On the Internet, recently I found Michael Madison's 1977 work A Revision of Monstera (Araceae). Monsteras are vines that climb trees, so this week when I tried once again to identify what's shown in the picture, thinking it might be a Monstera, I dove into Madison's Revision. And it was indeed a Monstera, MONSTERA TUBERCULATA var. TUBERCULATA.
More precisely, it was the immature vine form of Monstera tuberculata just starting out life climbing a tree trunk, later to develop into a much more robust-looking, dangling vine high in the tree, with different looking leaves, and bearing fruiting structures. Several Monstera species produce such trunk-climbing vines bearing flattish leaves mostly or entirely covering the vine stem, and horticulturists, who sometimes grow this juvenile form in pots, call all such forms "shingle plants," irregardless of the species.

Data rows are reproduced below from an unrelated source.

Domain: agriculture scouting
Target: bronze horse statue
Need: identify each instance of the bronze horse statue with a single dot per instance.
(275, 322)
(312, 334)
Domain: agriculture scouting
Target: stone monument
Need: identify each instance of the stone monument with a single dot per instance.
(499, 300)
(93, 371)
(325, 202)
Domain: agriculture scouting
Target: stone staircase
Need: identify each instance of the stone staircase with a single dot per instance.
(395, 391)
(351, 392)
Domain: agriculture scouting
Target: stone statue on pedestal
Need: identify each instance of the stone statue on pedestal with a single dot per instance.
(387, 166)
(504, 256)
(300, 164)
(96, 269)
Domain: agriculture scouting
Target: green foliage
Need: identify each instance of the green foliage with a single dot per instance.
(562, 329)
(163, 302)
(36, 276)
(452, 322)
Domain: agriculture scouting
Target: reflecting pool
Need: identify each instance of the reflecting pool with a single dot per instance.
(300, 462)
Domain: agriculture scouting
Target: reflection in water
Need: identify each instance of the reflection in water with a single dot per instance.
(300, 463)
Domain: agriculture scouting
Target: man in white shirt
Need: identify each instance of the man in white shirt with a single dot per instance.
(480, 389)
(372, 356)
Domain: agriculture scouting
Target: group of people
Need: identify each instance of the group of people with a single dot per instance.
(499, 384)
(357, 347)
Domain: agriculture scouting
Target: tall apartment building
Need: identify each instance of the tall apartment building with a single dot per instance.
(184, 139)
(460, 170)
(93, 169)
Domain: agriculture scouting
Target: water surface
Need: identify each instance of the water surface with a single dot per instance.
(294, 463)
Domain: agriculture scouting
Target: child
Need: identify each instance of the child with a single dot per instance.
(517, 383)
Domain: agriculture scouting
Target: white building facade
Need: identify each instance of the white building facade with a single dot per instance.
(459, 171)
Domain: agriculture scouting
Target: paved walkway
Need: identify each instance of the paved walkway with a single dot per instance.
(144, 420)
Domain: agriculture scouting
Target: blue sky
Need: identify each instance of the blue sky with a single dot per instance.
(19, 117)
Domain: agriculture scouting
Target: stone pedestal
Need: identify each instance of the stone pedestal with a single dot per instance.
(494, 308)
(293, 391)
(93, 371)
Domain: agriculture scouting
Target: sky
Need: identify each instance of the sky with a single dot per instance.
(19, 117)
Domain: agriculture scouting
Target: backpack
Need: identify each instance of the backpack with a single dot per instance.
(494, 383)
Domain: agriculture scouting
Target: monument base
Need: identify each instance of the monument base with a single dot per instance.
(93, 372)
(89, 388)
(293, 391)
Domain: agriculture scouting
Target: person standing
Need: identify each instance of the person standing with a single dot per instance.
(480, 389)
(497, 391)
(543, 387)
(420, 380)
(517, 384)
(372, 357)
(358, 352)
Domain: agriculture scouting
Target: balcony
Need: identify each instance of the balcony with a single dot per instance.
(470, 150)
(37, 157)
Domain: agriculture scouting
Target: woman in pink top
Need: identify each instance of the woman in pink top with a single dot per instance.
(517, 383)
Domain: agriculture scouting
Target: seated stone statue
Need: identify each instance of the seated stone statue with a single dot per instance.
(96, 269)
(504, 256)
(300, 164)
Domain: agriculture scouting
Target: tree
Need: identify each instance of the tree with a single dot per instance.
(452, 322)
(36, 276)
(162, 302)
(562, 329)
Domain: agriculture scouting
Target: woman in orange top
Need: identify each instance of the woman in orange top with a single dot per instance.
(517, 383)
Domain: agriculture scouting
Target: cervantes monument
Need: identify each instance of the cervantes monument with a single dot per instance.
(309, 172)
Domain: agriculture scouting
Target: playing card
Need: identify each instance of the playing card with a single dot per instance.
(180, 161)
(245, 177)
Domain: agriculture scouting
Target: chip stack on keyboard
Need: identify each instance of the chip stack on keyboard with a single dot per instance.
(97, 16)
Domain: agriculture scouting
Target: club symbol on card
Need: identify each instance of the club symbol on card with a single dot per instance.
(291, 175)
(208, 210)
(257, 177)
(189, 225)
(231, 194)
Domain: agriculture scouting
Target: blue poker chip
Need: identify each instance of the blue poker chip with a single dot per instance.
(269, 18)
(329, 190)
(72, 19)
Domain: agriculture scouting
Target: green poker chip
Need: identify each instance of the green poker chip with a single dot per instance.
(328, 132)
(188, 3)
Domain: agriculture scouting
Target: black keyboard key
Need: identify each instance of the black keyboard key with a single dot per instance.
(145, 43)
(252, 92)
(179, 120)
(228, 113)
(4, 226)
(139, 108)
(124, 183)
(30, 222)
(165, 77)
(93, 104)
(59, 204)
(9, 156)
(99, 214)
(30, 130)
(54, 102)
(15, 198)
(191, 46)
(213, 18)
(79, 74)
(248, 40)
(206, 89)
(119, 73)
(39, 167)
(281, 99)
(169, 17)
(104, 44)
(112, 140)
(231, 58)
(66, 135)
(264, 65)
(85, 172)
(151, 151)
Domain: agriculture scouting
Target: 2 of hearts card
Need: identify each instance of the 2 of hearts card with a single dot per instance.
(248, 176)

Mature Monstera tuberculata climb high into trees, then dangle long stems with oval leaves 18cm long (7inches), and produce Jack-in-the-pulpit-like flowering structures consisting of a spathe (Jack's pulpit) about 9cm across and long (3½inches), and flowering spadix (Jack himself) about half the spathe's length. Of the 22 or so Monstera species, only Monstera tuberculata produces a dangling flowering body, instead of an erect one.
Madison divides the species Monstera tuberculata into two varieties. Ours, Monstera tuberculata var. tuberculata, is endemic only to southern Mexico, Belize and northern Guatemala. The variety brevinodum occurs only in Costa Rica. Thus there are two widely separated populations, despite the fact that before recent clearing of forests a continuous wet tropical forest connected the two populations along the Atlantic coast. Madison mentions the theory that the species' absence between Guatemala and Costa Rica may represent an extermination of the species during periods of drier climate during the Pleistocene, or "Ice Age."
So, this strange little plant climbing tree trunks in certain old, wet forests is an interesting one, one that starts out life looking one way, but then later changes its appearance and manner of living, and even has a story to tell about hard times during the Ice Age.